For the datastorage and authentication, you should use Firebase; a service that provides a pre-built backend for mobile applications without needing you to code anything.

This will help you practice:

  • Communicating with an external API from your iOS app
  • Displaying a feed in your app. You can use a UICollectionView or a UITableView to display the stream.
  • Handling authentication in an iOS app. A lot of apps now have features that are only available to logged in users; like saving items to a favorites list, saving past searches, settings that sync between different devices, etc. This is an important skill to practice.
  • Using Firebase as a backend for your applications. If you're an iOS only developer, you are constrained in the type of apps you can build by yourself to those that don't need a backend. Firebase allows you to work around that by providing a pre-built backend that you can use to create many different types of apps that just need simple backends.
  • Working with realtime data (the public feed) and keeping the users timeline screen updated as new posts are added by users.

3. Tetris clone

Well designed games do well on the app store in terms of revenue. Most developers won't be creating games in their day jobs or side projects; mostly because a game is a very large undertaking and the success rate for indie games isn't great.

But it's still a fun project. Here's a tutorial that walks you through the steps to create a fully working Tetris clone:
https://www.bloc.io/swiftris-build-your-first-ios-game-with-swift

This will teach you a lot about iOS development, especially SpriteKit (the graphics/game development API by Apple), and working with gesture recognition.

4. Password manager

Build a simple password manager app (like 1Password) that allows users to save an encrypted list of their accounts. For a simple app, allowing the user to save just their username, password, and website name and URL is enough.

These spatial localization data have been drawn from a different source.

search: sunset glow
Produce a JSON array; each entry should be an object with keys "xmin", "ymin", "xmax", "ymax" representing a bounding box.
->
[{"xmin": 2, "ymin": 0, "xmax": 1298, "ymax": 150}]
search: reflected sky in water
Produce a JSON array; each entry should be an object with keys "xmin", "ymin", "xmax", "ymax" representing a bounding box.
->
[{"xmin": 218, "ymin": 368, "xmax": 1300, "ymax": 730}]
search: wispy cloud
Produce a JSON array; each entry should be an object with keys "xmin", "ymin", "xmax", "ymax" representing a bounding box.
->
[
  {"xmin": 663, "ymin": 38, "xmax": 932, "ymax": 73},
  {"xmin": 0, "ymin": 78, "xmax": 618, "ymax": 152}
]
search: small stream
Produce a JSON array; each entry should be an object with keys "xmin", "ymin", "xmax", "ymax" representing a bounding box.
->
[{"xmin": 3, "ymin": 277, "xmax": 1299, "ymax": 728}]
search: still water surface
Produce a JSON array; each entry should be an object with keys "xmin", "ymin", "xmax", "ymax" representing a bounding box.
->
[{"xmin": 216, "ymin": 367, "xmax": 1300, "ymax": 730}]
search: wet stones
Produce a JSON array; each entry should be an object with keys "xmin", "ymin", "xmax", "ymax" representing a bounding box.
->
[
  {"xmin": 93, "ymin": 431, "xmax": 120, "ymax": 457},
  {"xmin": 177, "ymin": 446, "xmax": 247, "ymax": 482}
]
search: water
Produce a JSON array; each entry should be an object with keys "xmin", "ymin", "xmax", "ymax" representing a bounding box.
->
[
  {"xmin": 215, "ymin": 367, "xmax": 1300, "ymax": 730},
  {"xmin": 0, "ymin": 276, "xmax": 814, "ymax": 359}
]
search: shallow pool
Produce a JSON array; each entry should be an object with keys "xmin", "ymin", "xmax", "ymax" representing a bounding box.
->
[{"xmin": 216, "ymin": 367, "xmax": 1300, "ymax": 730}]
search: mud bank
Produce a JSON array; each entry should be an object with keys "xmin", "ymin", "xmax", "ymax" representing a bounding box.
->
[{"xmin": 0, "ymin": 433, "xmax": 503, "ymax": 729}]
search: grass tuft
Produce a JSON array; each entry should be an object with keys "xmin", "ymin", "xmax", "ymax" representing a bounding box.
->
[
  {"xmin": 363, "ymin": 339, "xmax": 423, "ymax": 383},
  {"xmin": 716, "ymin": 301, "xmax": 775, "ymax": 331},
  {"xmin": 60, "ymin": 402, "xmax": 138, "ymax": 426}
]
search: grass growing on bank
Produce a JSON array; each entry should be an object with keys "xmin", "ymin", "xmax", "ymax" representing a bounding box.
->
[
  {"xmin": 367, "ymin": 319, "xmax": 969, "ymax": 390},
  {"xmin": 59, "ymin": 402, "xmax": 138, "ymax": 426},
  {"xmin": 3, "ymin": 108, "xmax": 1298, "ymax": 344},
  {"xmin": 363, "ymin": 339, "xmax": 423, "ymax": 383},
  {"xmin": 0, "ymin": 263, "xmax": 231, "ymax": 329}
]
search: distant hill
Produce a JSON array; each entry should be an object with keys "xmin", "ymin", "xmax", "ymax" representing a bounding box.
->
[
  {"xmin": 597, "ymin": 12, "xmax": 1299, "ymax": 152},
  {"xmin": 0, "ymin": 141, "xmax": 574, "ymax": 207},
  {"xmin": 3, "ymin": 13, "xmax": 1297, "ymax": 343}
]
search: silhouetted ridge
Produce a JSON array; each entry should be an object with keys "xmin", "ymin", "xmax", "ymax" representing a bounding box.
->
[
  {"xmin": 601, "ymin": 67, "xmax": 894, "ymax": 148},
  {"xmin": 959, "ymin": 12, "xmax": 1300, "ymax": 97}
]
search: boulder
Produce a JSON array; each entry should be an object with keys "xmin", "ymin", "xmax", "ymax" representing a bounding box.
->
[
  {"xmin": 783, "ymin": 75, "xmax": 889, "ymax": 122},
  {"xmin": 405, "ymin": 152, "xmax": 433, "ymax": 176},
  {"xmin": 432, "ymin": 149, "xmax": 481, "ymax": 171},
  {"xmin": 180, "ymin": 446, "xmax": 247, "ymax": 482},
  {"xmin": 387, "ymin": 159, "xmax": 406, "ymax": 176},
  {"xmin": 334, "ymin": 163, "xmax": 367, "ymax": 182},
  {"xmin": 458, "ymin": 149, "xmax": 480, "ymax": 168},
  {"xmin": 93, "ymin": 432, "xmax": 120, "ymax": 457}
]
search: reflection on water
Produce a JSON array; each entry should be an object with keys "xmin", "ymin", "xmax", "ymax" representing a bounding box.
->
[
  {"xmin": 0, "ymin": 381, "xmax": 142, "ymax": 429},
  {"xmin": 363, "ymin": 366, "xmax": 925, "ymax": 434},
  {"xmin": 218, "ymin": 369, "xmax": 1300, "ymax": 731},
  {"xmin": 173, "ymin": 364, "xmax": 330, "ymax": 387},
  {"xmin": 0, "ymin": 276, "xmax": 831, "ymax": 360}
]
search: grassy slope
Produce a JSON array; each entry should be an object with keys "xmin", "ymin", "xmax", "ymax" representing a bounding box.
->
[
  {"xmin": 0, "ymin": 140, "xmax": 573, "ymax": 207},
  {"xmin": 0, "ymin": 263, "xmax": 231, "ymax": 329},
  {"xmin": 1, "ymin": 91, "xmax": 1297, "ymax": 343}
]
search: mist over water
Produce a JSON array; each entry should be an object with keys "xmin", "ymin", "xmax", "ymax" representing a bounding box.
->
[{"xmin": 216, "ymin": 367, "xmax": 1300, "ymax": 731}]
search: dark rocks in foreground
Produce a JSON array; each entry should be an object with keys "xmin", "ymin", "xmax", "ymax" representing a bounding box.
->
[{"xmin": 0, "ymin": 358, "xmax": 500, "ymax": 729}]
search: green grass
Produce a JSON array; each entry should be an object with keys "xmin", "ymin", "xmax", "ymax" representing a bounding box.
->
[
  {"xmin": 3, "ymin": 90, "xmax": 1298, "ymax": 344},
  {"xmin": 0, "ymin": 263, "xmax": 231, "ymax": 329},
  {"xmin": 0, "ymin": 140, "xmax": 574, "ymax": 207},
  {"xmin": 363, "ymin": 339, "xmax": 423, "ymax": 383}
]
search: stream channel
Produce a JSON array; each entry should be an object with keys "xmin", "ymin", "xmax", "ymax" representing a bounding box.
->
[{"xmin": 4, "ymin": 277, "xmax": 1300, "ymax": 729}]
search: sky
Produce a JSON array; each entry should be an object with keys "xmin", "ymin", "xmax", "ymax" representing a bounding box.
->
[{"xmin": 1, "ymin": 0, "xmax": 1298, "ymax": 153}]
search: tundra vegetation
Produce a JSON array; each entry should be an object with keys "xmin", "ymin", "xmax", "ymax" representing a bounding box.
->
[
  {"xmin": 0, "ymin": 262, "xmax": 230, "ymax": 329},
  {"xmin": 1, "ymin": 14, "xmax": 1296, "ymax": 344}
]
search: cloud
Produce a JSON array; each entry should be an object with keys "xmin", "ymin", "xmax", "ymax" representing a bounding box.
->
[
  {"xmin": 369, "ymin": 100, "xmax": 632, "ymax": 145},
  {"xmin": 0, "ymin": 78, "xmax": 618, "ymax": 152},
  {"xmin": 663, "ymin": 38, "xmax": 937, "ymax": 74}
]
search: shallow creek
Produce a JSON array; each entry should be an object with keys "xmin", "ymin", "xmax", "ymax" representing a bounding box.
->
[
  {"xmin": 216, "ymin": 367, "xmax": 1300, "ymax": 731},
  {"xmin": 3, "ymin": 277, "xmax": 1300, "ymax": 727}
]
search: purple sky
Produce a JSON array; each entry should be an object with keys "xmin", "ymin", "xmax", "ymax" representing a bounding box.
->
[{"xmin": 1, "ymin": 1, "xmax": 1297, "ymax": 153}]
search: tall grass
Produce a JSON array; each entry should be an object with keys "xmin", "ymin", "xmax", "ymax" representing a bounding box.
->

The first time the user opens the app, ask them for a master password. Use this to encrypt their password entries before saving those to disk. Don't store the master password!

Next time the app is opened, ask for the master password again and try to decrypt the entries on disk.

You can use CoreData to store the entries. For information on encrypting data you can use this tutorial as a starting point.

To go further, let the user authenticate using Touch ID/Face ID.

You will learn:

  • Saving encrypted data using CoreData.
  • Authentication using Touch ID or Face ID.